使者笑容一僵:“大人何意?此乃陛下亲自调拨,数目已是不少。”
对此,张逸风并未多言。
与此同时,皇都之内,李道明端坐于龙椅之上。
他挥手屏退左右,关上殿门,从袖中取出一枚漆黑的玉简,指尖注入灵力,玉简表面泛起一阵幽光。
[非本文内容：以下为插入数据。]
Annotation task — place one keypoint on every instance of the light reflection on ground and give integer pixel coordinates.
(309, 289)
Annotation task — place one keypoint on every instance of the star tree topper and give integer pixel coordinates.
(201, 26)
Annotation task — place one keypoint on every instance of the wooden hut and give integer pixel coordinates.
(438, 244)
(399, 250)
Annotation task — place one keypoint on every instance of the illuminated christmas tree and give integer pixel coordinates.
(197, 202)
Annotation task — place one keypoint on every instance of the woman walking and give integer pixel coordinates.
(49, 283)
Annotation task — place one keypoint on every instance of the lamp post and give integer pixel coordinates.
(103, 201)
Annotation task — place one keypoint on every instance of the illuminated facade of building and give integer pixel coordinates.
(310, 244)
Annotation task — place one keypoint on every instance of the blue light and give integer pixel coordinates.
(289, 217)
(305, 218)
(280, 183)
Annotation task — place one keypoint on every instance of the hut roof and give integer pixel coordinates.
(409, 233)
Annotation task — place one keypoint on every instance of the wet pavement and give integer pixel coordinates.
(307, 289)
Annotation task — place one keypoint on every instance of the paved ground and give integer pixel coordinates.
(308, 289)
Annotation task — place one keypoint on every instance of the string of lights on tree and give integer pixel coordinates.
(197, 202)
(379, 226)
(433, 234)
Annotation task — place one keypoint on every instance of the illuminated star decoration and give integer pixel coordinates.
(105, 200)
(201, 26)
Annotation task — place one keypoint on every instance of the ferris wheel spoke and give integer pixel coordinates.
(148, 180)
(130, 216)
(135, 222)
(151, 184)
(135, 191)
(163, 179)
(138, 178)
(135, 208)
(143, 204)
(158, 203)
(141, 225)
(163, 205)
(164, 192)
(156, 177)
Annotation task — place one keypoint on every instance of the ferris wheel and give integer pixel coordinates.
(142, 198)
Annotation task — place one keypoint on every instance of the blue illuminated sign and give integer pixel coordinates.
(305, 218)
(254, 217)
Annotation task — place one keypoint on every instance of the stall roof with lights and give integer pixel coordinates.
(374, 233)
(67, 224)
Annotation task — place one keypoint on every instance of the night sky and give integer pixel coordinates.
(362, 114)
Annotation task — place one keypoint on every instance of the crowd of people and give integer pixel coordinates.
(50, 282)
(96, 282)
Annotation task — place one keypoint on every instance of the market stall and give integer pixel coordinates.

片刻后,一阵低语从玉简中传出,阴冷而诡谲:“你若想保住皇位,唯有与我联手。”
李道明皱眉:“你要我如何信你?”
那低语顿了顿:“我助你灭义军,你助我重塑真身,如何?”
祭坛驻地的议事帐内,气氛如紧绷的弓弦,稍一触碰便有断裂之势。
金龙影站起身,双手撑着案几,掌下的木面被他按出一道浅浅的裂纹。
他的甲胄映着火光,赤金色的光泽流转,透着一股按捺不住的躁动。
“大人,天道残魂屡次挑衅,咱们再不主动出击,怕是要被它牵着鼻子走!我主张带队杀入禁地,斩草除根!”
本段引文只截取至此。